Me incliné hacia él y me quité los ropajes de color rojo obscuro, que también estaba sudados ya que el sol abrasaba en aquél lugar desierto. Luego comencé a secarle el sudor con ellos con sumo cuidado, del modo que una madre limpia a su hijo, mientras él temblaba de miedo y se aguantaba para no echarse a llorar. Le sequé las sienes, el cuello, el pecho y el abdomen. Bajo el hechizo de su atenta mirada, me llevé la camiseta a la cara y aspiré su aroma, dejando ir un suspiro de placer adrede para después lanzarle la sonrisa más diabólica que sé entonar. Después, me desabroché el botón del pantalón y dejé caer mi peso sobre él, apoyándome con los codos por encima de sus hombros.
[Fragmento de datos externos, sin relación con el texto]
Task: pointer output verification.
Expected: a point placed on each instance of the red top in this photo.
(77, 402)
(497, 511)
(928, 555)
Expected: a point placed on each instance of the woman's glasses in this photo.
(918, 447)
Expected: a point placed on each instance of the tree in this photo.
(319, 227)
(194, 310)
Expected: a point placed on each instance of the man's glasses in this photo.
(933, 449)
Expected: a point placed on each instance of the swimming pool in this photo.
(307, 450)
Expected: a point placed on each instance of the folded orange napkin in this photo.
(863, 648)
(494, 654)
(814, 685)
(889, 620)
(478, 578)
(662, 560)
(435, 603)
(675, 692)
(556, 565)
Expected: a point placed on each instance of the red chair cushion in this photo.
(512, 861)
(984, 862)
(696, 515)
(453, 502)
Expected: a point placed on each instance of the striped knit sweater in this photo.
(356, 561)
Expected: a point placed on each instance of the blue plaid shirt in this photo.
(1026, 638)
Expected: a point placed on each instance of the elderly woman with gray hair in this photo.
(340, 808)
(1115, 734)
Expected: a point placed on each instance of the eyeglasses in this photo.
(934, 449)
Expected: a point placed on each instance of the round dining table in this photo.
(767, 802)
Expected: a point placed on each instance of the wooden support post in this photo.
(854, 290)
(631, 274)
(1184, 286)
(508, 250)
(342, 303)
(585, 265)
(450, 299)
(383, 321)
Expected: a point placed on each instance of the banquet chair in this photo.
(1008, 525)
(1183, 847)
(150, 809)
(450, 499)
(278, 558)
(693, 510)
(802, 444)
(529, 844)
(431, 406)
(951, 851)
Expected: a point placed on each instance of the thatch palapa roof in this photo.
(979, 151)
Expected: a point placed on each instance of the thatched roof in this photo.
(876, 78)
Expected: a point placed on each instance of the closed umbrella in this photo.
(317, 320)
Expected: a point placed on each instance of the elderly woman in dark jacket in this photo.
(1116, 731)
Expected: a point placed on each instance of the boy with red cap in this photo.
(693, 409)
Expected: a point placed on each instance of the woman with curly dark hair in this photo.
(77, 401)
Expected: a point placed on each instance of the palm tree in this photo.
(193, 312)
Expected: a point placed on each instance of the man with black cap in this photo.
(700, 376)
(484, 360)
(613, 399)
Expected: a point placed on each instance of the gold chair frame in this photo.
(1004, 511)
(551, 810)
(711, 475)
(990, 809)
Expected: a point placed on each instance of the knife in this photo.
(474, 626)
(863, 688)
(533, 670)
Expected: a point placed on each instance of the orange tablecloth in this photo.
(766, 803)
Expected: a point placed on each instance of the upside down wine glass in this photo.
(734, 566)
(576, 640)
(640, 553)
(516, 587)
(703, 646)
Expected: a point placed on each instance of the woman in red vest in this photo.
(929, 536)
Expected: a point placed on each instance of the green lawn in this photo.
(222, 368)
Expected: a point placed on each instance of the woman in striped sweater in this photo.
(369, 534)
Sentí que todo su cuerpo se contraía y se ponía alerta, intuitivo.

—El tren vendrá en quince minutos —informé en un susurro, mientras le acariciaba el pelo, lo cual hizo que se pusiera aún más tenso y volviera a forcejear de otra vez—. ¡Cálmate! —grité con autoridad, y él se lo pensó un instante antes de volver a quedarse quieto, temblando—. Muy bien —reconocí sonriendo.

Dejé de acariciarle la cabeza para recorrerle el cuello suavemente con la yema de los dedos, recorriéndole los diminutos riachuelos que el sudor dejaba sobre su piel, sintiendo el tacto del discreto bello de su pecho y el latido de su sangre enloquecido sumado a sus tembleques y sollozos. Me sentía cautivado por el aroma de su miedo.

En un acto de valentía, volvió a patalear de nuevo y eso me obligó a soltarle tal bofetón que le giré la cara de golpe; dejándole la mejilla enrojecida como un melocotón.